Learn more about our work in Dallas.
A video produced by [bc] Media Associate Craig Weflen highlights the Dallas Public Library's Homeless Engagement efforts.
On May 11, the Dallas Public Library asked attendees at a community forum on homeless engagement to reconsider their definition of community. Who are downtown Dallas' community members?
When asked to provide a strategy for building community between the homeless and the housed in Dallas, [bc] Founding Director Brent Brown added a similar sentiment: "Say 'hi' to people, and mean it."
When an everyday office worker walks down the streets of downtown Dallas, do they consider the homeless one of them? For the Dallas Public Library, the answer is clear: homeless people, as much as any other patron, are full community members in downtown Dallas.
Moderated by StreetView podcast host Rashad Dickerson, various community organizations discussed the role of the homeless in downtown Dallas during the forum and how to engage the homeless population through social services, the built environment and art. Panelists included the Metro Dallas Homeless Alliance, Willie Baronet of WE ARE ALL HOMELESS, and [bc] Founding Director Brent Brown.
"The physicality [of the city] is driven by economic considerations first rather than human considerations," said Brown.
Brown cited the lack of public toilets in downtown Dallas and the interactions that local homeless community members have with the [bc] office in downtown Dallas as examples of how the homeless community negotiates this physicality, while acknowledging the need for more comprehensive social services as well as the role of the Dallas Public Library in engaging the city's homeless.
The Metro Dallas Homeless Alliance provided a strategic plan for further engaging homeless populations in Dallas and significantly reducing homelessness.

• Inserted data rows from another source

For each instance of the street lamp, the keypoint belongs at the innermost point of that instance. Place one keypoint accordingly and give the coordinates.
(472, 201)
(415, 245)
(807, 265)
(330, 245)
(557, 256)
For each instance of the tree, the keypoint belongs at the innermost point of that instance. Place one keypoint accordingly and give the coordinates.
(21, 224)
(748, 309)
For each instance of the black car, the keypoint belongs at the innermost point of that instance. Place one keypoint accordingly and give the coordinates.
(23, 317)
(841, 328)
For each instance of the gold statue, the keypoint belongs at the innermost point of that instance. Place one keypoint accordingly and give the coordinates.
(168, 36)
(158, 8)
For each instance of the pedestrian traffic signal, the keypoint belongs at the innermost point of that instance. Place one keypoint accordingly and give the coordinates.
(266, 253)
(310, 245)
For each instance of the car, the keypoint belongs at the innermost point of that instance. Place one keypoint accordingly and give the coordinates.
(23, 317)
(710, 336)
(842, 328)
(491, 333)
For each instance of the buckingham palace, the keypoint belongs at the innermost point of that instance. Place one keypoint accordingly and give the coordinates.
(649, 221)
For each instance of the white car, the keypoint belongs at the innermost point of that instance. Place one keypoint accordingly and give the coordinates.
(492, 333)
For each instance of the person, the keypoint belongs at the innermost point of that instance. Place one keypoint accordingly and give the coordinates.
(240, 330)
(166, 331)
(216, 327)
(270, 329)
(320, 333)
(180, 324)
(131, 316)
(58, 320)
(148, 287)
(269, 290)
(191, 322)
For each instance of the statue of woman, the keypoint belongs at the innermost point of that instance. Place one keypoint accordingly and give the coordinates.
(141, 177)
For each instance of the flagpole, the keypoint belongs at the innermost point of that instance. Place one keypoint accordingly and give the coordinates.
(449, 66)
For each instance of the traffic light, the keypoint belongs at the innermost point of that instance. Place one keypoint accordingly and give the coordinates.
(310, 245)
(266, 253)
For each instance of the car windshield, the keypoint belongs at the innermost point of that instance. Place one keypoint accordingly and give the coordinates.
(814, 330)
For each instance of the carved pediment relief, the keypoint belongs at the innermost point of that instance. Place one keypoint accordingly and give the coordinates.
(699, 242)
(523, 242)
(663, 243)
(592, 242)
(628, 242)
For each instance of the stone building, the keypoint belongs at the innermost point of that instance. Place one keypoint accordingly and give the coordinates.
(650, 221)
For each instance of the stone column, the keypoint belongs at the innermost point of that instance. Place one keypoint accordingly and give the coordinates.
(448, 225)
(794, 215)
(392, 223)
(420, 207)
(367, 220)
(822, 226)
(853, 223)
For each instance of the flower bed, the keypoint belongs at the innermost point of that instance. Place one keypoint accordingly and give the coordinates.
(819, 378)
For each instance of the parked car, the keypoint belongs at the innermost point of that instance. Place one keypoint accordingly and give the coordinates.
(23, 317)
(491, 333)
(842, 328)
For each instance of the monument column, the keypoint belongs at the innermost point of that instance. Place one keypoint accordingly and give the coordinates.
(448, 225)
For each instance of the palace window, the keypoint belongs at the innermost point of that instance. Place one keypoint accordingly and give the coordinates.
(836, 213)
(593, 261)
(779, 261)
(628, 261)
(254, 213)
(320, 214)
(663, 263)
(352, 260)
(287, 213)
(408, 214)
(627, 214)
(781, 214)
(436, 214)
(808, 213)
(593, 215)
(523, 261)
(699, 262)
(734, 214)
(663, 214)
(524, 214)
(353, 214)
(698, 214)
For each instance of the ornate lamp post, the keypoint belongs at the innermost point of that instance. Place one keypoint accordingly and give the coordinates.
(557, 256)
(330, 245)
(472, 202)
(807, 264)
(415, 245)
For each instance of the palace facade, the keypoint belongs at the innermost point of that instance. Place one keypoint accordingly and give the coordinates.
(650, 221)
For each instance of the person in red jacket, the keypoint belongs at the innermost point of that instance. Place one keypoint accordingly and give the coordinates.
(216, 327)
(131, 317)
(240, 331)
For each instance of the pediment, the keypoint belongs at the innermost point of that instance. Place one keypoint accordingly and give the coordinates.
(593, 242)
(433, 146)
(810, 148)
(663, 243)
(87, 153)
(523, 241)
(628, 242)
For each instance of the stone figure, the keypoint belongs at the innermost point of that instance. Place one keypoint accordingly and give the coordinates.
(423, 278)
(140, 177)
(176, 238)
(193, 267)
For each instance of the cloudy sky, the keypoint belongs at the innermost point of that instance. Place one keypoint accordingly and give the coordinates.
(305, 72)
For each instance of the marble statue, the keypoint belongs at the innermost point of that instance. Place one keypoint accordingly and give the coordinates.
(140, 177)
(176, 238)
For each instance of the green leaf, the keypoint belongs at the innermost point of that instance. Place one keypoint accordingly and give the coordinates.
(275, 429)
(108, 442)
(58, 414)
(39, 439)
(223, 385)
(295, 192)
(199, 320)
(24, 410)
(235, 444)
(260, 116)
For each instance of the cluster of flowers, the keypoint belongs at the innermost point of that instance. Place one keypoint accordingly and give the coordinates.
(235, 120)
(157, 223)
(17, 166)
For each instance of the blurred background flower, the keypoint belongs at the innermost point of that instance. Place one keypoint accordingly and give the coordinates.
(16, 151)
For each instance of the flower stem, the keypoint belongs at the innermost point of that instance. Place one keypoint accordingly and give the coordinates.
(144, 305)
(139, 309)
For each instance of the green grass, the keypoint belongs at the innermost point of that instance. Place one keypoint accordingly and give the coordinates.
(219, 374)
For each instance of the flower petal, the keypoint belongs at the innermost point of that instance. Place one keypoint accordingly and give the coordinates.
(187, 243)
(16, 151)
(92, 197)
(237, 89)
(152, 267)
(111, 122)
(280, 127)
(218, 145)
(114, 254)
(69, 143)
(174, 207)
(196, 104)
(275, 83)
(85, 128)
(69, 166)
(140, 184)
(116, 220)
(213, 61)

Another highlight of the panel included an activity by artist Willie Baronet in which participants were asked to hold up signs created by homeless people around the country and imagine their lives: Were they old or young? Were they men or women? Why did they choose to own a pet, if it was referenced on the sign? These questions sparked lively dialogue about community perceptions of the homeless in multiple contexts. Baronet also emphasized the importance of respecting a homeless person's humanity by physically acknowledging their presence.
Other ways that [bc] has previously engaged with the Dallas homeless community include the 5750 art installations and the making of a permanent supportive housing community known as the Cottages as Hickory Crossing.